The current US administration has continued the Trump administration’s practices of passing the buck to China. It has revealed its intention to continue stigmatizing China with the COVID-19 pandemic and thus weaken China’s influence around the world. The difference is that they are restrained in words. But the anti-scientific attitude is almost untouched.
Neither of these Global Times articles had anything to say about Dominic Dwyer, the Australian microbiologist and W.H.O. investigator who most clearly accused the Chinese of withholding raw data. Dwyer said the data given to his team was “not necessarily enough to do the sorts of analyses you would do” and said it was unusual for source documents to be withheld from international science teams.

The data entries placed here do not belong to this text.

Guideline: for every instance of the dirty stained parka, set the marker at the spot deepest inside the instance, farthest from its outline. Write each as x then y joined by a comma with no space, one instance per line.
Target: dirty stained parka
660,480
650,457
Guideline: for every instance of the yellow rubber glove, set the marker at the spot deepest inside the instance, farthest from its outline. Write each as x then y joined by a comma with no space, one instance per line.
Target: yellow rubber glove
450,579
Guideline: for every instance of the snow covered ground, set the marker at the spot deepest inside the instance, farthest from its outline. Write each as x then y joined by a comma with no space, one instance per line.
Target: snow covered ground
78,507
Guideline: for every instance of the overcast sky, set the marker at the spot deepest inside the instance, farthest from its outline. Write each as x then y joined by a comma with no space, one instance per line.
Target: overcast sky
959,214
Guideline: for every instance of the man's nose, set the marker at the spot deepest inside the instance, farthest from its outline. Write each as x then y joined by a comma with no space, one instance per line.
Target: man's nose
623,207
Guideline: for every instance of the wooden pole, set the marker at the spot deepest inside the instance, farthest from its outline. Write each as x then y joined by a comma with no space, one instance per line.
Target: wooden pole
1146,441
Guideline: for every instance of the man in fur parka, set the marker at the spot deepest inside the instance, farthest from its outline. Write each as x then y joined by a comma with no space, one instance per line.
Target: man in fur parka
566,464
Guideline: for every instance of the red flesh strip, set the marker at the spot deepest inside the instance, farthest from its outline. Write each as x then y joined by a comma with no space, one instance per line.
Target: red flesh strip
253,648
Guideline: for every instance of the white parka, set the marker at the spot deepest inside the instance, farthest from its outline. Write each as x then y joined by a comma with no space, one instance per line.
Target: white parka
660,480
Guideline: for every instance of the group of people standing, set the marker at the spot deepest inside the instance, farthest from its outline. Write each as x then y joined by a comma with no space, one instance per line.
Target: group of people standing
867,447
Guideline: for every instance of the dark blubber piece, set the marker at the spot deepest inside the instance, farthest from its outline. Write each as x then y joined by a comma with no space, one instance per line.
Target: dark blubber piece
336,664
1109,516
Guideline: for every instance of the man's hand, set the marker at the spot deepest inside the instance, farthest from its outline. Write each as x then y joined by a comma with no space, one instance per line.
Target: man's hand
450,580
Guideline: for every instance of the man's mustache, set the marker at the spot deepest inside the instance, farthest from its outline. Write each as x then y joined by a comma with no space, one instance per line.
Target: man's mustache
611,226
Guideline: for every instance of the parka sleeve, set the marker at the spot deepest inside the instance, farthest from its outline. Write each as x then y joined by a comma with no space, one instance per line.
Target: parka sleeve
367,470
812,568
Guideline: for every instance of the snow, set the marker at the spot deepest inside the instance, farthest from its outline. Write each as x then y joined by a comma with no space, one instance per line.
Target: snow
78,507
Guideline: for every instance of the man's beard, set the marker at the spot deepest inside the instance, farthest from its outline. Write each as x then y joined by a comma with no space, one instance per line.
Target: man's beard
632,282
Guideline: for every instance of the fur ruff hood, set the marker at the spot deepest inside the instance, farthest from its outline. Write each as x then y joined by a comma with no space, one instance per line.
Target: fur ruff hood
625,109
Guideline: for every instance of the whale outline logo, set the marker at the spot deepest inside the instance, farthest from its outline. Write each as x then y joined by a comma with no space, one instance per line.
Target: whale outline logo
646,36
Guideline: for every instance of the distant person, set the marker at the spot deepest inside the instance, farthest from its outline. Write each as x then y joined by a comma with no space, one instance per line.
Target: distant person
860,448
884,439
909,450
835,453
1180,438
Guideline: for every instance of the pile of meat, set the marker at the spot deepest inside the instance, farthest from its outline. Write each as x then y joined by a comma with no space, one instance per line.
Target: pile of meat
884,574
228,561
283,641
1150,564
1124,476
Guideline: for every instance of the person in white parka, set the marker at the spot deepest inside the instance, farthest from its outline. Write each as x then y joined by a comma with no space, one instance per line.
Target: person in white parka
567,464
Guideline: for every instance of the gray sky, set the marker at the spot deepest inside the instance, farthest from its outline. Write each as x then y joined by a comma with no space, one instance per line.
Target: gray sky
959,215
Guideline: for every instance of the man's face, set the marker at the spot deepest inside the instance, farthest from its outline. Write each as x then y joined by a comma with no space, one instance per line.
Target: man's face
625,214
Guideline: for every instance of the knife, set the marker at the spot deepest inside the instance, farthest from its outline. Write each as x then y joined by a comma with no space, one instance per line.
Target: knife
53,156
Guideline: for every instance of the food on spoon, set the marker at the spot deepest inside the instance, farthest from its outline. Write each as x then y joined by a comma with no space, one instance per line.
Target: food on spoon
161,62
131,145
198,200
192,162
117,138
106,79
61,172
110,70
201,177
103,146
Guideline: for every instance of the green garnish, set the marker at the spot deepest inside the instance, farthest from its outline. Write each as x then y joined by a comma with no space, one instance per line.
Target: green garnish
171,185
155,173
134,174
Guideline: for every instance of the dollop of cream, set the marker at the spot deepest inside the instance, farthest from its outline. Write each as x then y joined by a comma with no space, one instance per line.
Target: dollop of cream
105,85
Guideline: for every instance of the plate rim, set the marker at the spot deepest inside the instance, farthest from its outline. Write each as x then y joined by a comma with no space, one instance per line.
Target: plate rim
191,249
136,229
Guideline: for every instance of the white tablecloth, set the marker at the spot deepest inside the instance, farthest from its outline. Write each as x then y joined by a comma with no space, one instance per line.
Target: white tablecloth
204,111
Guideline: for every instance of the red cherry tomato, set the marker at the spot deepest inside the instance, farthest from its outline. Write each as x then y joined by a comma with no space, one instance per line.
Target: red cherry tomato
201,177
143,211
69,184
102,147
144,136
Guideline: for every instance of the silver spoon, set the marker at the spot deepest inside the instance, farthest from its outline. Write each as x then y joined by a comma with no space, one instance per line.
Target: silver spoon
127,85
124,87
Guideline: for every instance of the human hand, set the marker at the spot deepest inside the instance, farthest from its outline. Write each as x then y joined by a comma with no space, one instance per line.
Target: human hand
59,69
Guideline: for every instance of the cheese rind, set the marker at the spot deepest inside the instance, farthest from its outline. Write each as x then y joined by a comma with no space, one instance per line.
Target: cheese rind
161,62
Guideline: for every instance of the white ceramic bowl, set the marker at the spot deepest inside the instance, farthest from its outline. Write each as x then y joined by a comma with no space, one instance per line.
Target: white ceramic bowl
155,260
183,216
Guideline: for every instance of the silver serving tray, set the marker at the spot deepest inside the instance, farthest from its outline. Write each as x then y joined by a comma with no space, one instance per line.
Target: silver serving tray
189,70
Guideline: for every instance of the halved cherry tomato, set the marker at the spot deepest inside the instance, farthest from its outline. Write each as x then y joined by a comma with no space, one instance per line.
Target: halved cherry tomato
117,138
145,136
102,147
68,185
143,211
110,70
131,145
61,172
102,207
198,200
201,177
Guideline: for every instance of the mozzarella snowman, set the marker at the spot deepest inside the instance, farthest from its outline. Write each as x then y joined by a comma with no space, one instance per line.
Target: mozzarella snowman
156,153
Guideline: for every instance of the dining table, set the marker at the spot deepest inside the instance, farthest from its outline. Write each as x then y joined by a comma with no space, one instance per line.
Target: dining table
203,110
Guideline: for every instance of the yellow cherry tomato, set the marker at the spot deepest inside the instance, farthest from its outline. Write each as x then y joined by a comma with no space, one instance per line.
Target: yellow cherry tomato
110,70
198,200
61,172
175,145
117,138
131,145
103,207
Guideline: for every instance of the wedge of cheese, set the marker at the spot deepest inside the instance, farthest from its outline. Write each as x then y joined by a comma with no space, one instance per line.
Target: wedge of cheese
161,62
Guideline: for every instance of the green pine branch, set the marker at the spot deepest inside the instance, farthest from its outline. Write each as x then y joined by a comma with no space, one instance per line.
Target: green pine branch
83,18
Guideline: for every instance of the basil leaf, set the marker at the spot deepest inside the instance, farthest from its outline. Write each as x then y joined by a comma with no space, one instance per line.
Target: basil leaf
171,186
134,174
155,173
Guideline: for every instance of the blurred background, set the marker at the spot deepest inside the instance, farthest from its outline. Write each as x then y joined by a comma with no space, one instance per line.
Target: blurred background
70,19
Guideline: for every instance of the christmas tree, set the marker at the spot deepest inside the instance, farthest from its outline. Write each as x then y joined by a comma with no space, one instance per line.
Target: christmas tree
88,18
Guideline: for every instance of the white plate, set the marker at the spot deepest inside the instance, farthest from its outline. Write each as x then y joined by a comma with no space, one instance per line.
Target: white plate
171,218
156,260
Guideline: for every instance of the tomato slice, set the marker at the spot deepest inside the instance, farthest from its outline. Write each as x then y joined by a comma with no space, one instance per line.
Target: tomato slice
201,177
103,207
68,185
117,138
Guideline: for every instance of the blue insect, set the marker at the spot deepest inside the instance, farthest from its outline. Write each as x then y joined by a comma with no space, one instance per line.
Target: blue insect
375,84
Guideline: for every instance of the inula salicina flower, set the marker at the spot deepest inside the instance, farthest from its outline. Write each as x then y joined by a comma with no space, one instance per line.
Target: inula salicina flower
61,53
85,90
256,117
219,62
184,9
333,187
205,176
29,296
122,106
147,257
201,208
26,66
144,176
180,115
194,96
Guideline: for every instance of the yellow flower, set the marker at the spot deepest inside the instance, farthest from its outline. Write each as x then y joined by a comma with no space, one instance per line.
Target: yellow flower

U.K. Daily Mail journalist Ian Birrell on Sunday published a roundup of scientists from around the world who have been strongly critical of the W.H.O. mission to Wuhan. Some of them branded the investigation a “charade” to cover up Chinese malfeasance and help Beijing push its own narratives about the coronavirus, including bizarre theories that the disease originated elsewhere and was either accidentally or deliberately shipped to Wuhan.
At a minimum, these critics accused the W.H.O. team of being far too trusting of their Chinese hosts and much too eager to rule out the possibility that the Chinese coronavirus originated from the high-security virology lab near Wuhan.
The Daily Mail, among other critics, has been especially skeptical of Daszak, who presides over an organization called the Eco Health Alliance which has long-standing research and financial ties with the Wuhan Institute of Virology.
Another member of the W.H.O. team, Dutch virologist Marion Koopmans, has worked as an adviser to the Chinese government and worked on studies that received Chinese funding. Koopmans angrily denied these relationships could compromise her objectivity, pointing out that she has also worked as a scientific adviser to European and American government agencies.